Portugal vive num paradoxo geográfico e político. Há décadas que a nossa Constituição prevê a criação de regiões administrativas, mas o mapa do país continua congelado num modelo que já não responde às necessidades reais das populações.
Porque é que o ordenamento do território não avança? A resposta cruza a geografia, a ciência política e a nossa própria cultura.
O Fim das Fronteiras “Fechadas”
O mundo mudou e a forma como vivemos o território também. Como defende o geógrafo Mário Vale, a ideia de uma unidade espacial “fechada” e “limitada” está cada vez mais afastada da realidade. As pessoas trabalham num concelho, vivem noutro e consomem num terceiro.
Para gerir esta complexidade, precisamos de um modelo de ordenamento que seja:
- Integrado: que ligue diferentes setores (transportes, saúde, ambiente).
- Estratégico: focado no desenvolvimento a longo prazo.
- Prospetivo: que antecipe os problemas do futuro.
- Participado: que envolva os cidadãos nas decisões.
Segundo o investigador João Ferrão, isto exige novas identidades territoriais, o que passa obrigatoriamente por uma reforma político-administrativa profunda, descentralizando competências para os níveis regional e sub-regional.
A Ambiguidade Cultural e o “Impulso Paroquial”

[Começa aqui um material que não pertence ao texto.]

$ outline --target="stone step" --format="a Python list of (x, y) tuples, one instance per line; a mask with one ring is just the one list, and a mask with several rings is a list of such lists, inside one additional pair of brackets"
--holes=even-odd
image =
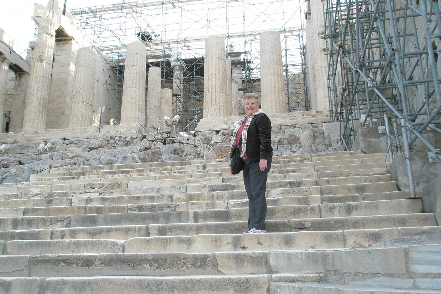
[[(350, 178), (331, 178), (318, 179), (292, 180), (285, 181), (268, 181), (267, 190), (283, 188), (300, 188), (318, 186), (315, 195), (333, 195), (351, 193), (370, 193), (375, 191), (396, 191), (396, 184), (395, 182), (389, 182), (389, 175), (379, 176), (355, 176)], [(343, 183), (346, 183), (343, 185)], [(375, 188), (377, 188), (375, 190)], [(381, 189), (381, 190), (378, 190)], [(211, 183), (190, 183), (187, 185), (187, 192), (215, 192), (245, 190), (242, 182), (237, 182)], [(311, 190), (312, 191), (312, 190)]]
[(9, 294), (28, 293), (30, 289), (45, 294), (77, 294), (85, 289), (95, 294), (168, 293), (173, 289), (194, 294), (267, 294), (270, 280), (267, 275), (0, 278), (0, 285)]
[[(393, 234), (401, 237), (422, 234), (423, 232), (436, 231), (441, 228), (437, 226), (433, 213), (267, 220), (265, 225), (269, 232), (343, 230), (348, 231), (348, 236), (353, 236), (353, 232), (356, 231), (360, 239), (361, 236), (366, 234), (366, 232), (373, 235), (375, 229), (378, 229), (397, 228), (397, 233), (394, 232)], [(426, 227), (428, 226), (433, 227)], [(0, 231), (0, 240), (128, 239), (137, 237), (241, 234), (247, 230), (246, 221), (83, 227), (2, 231)], [(378, 230), (377, 231), (381, 232)], [(390, 230), (384, 231), (391, 234)]]
[(149, 235), (148, 225), (102, 226), (0, 231), (0, 240), (4, 241), (52, 239), (127, 240), (136, 237), (149, 237)]
[[(437, 225), (433, 213), (297, 219), (291, 220), (289, 223), (291, 231), (363, 230)], [(161, 227), (164, 225), (155, 225)]]
[(354, 177), (359, 175), (370, 176), (380, 175), (388, 175), (390, 177), (389, 170), (387, 167), (320, 171), (317, 173), (317, 179), (324, 179), (332, 177)]
[[(192, 179), (191, 182), (220, 183), (222, 179), (218, 177)], [(189, 179), (175, 179), (152, 181), (132, 181), (127, 182), (95, 182), (83, 183), (53, 184), (51, 186), (52, 191), (97, 191), (99, 190), (141, 189), (148, 188), (149, 194), (176, 193), (187, 192), (186, 185)]]
[[(416, 213), (421, 212), (421, 198), (330, 203), (318, 205), (269, 206), (267, 220), (292, 220)], [(189, 223), (234, 221), (248, 219), (248, 208), (189, 211)], [(93, 216), (84, 216), (93, 217)]]
[(388, 166), (384, 162), (368, 163), (368, 164), (341, 164), (338, 161), (334, 161), (334, 165), (326, 165), (315, 167), (317, 172), (323, 171), (348, 171), (352, 169), (360, 169), (362, 168), (387, 168)]
[[(53, 198), (30, 198), (0, 200), (0, 208), (43, 208), (70, 205), (115, 205), (128, 204), (144, 204), (153, 205), (156, 203), (170, 203), (173, 201), (172, 194), (157, 195), (123, 195), (101, 196), (99, 193), (82, 193), (73, 194), (71, 197)], [(146, 207), (146, 208), (148, 208)], [(149, 209), (151, 211), (151, 209)], [(0, 210), (0, 216), (3, 210)], [(26, 213), (24, 214), (26, 215)]]
[[(311, 195), (309, 187), (281, 188), (267, 190), (266, 198), (277, 198), (283, 197), (303, 196)], [(176, 203), (191, 202), (200, 201), (210, 201), (216, 199), (218, 201), (242, 200), (247, 199), (245, 188), (242, 190), (213, 191), (210, 192), (194, 192), (176, 193), (173, 195), (173, 201)]]
[(216, 234), (109, 239), (14, 240), (4, 242), (4, 255), (187, 253), (344, 248), (341, 231)]
[[(415, 190), (415, 193), (417, 197), (421, 198), (422, 197), (422, 195), (421, 190)], [(409, 190), (392, 191), (391, 192), (348, 195), (326, 195), (321, 196), (321, 203), (336, 203), (358, 201), (402, 199), (409, 198), (410, 197), (410, 192)]]
[[(277, 202), (276, 202), (277, 204)], [(172, 207), (173, 204), (170, 204)], [(154, 206), (153, 206), (154, 207)], [(98, 212), (99, 207), (91, 206), (91, 212)], [(136, 209), (137, 205), (134, 205)], [(269, 206), (267, 219), (290, 220), (320, 217), (398, 214), (420, 212), (422, 201), (419, 198), (396, 199), (365, 202), (329, 203), (312, 205), (294, 205)], [(109, 207), (109, 210), (112, 206)], [(56, 208), (46, 208), (56, 211)], [(81, 214), (72, 215), (72, 209), (78, 208)], [(116, 205), (115, 209), (123, 209)], [(61, 209), (61, 208), (60, 208)], [(21, 209), (24, 211), (24, 208)], [(30, 211), (32, 208), (28, 209)], [(60, 228), (70, 226), (94, 227), (121, 225), (141, 225), (153, 223), (207, 223), (246, 220), (248, 216), (247, 207), (205, 210), (177, 210), (142, 212), (119, 212), (84, 214), (81, 207), (68, 207), (65, 216), (16, 216), (0, 217), (0, 231), (30, 230), (37, 228)], [(42, 211), (44, 211), (42, 209)], [(109, 212), (112, 212), (111, 211)]]
[(348, 195), (377, 193), (379, 191), (392, 192), (398, 191), (396, 182), (385, 182), (367, 184), (332, 185), (311, 187), (314, 195)]
[[(422, 208), (420, 198), (384, 200), (363, 202), (348, 202), (315, 205), (268, 206), (267, 219), (291, 220), (338, 216), (398, 214), (419, 212)], [(93, 227), (100, 225), (166, 223), (155, 222), (161, 214), (179, 216), (175, 223), (211, 223), (244, 221), (247, 220), (248, 208), (205, 210), (165, 211), (161, 212), (109, 213), (72, 216), (71, 226)], [(142, 217), (139, 216), (142, 216)], [(186, 219), (187, 216), (188, 218)], [(139, 221), (144, 222), (140, 223)]]
[(31, 198), (25, 199), (0, 200), (0, 216), (3, 216), (4, 208), (6, 208), (65, 206), (70, 205), (71, 202), (72, 198), (71, 197)]
[(3, 193), (0, 194), (0, 201), (11, 199), (25, 199), (56, 197), (71, 197), (75, 192), (70, 191), (52, 191), (34, 193)]
[[(441, 281), (438, 279), (389, 278), (389, 287), (338, 285), (337, 284), (303, 283), (271, 283), (269, 291), (271, 293), (350, 293), (351, 294), (439, 294)], [(436, 285), (438, 289), (414, 289), (412, 285), (423, 288)]]
[[(383, 160), (386, 157), (386, 153), (345, 153), (344, 152), (338, 153), (329, 152), (321, 154), (311, 154), (311, 160), (314, 162), (317, 161), (327, 161), (330, 160), (341, 160), (348, 159), (359, 159), (362, 158), (372, 158), (380, 157)], [(385, 161), (385, 160), (384, 160)]]
[(187, 223), (187, 211), (0, 217), (0, 231)]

Se a necessidade é clara, porque falha a execução? O problema é cultural e reside no nosso imaginário coletivo. Sentimo-nos divididos entre a pertença sociocultural e a referência geográfica ao nosso “lugar”.
Culturalmente, Portugal oscila entre dois extremos:
- O Centralismo: a concentração de decisões na capital.
- O Impulso Paroquial: a criação de micro poderes como forma de fuga a esse centralismo.
Como explicam Costa e Osório, o poder local surge muitas vezes como uma fuga ao poder central, e o poder das freguesias como uma fuga ao poder das câmaras. Este “paroquialismo” fragmenta o território e alimenta a ambiguidade com que olhamos para a regionalização.
O Paradoxo Político: Apoiar na Oposição, Esquecer no Governo
A par da cultura, existe um claro bloqueio político que arrasta o incumprimento da Constituição (Artigo 236.º da CRP) desde 1976.
Este impasse resulta de um jogo de conveniências partidárias: os maiores partidos políticos portugueses defendem entusiasticamente a regionalização quando estão na oposição, utilizando-a como bandeira de descentralização. Contudo, perdem todo o interesse no processo assim que chegam ao poder, perpetuando o modelo centralista.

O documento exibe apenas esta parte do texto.